Table 1. Demographics of Norwegian nurses with different work schedules in the 6-year follow-up period (n = 1,371).
We did not find any significant differences when analyzing the four defined work schedule groups and exercise (<1 h and ≥1 h per week) for within-group changes in the follow-up period (Table 2). Regarding the three predictors (work schedule, QR and NN), we did not find any significant differences among the subgroups concerning exercise habits (Table 3). Neither did we find any differences when comparing those workers who exercised the least to those who exercised the most (data not shown). Furthermore, no differences were found between the change score variables for QR and NN and exercise (data not shown).
Table 2. Baseline and 6 year follow-up values of lifestyle factors among Norwegian nurses with different work schedules (n = 1,371).
Table 3. Logistic regression models evaluating lifestyle factors among Norwegian nurses (n = 1,371) with respect to work schedules, average number of yearly quick returns and average number of yearly night shifts at 6-year follow-up.
For all four work schedule groups there was an increase in caffeine consumption. The increase in caffeine consumption from baseline to follow-up was significant both when caffeine consumption was measured as a continuous parameter (units/day) and as a dichotomous parameter (≥3 units/day) (Table 2). We did not find any significant differences in caffeine consumption in our crude or adjusted logistic regression models between different work schedules, QR or NN groups (Table 3). Furthermore, no differences were found between the change score variables for QR and NN in terms of caffeine (data not shown).

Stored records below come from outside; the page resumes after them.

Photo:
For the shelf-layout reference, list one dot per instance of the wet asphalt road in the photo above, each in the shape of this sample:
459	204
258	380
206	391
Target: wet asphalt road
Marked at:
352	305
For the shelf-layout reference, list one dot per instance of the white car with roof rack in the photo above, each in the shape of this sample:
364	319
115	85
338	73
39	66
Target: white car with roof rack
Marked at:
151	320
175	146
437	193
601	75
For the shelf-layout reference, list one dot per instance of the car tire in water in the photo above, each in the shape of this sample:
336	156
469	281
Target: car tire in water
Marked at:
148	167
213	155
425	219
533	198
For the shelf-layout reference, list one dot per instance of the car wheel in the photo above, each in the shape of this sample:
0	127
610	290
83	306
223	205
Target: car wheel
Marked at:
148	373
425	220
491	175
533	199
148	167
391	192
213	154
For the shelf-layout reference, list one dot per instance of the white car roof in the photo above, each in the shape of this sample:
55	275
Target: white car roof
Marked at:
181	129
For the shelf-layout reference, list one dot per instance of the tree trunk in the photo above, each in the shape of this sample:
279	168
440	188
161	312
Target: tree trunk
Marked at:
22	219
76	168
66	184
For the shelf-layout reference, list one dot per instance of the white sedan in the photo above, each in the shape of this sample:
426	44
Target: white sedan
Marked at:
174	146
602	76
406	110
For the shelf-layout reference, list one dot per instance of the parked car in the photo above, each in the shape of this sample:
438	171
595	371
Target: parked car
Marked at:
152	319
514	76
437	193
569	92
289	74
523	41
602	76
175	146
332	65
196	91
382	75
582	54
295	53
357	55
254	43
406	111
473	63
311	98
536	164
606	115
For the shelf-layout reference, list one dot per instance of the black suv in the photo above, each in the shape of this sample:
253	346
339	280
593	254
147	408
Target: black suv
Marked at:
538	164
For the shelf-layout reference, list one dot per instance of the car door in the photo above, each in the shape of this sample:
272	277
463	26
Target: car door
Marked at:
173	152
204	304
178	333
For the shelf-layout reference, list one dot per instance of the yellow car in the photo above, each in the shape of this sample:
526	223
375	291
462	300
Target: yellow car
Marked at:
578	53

Smoking prevalence decreased significantly in the follow-up period for both day and night workers (Table 2). For the two work schedule groups that stopped or started working nights there was a non-significant decrease in smoking prevalence. For all groups, except those who changed to a work schedule including night work, there was a significant decrease in number of cigarettes smoked per day among the smokers in the follow-up period (Table 2). We did not find any between-group differences in our logistic regression models with respect to smoking prevalence for different work schedules, OR or NN (Table 3). Furthermore, no differences were found between the change score variables for QR and NN and smoking (data not shown).
Day workers were the only group with a significant increase in their AUDIT-C score (Table 2) in the follow-up period. We did not find any significant between-group changes with respect to alcohol consumption for different work schedules, QR and NN (Table 3). Furthermore, no differences were found between the change score variables for QR and NN and AUDIT-C (data not shown).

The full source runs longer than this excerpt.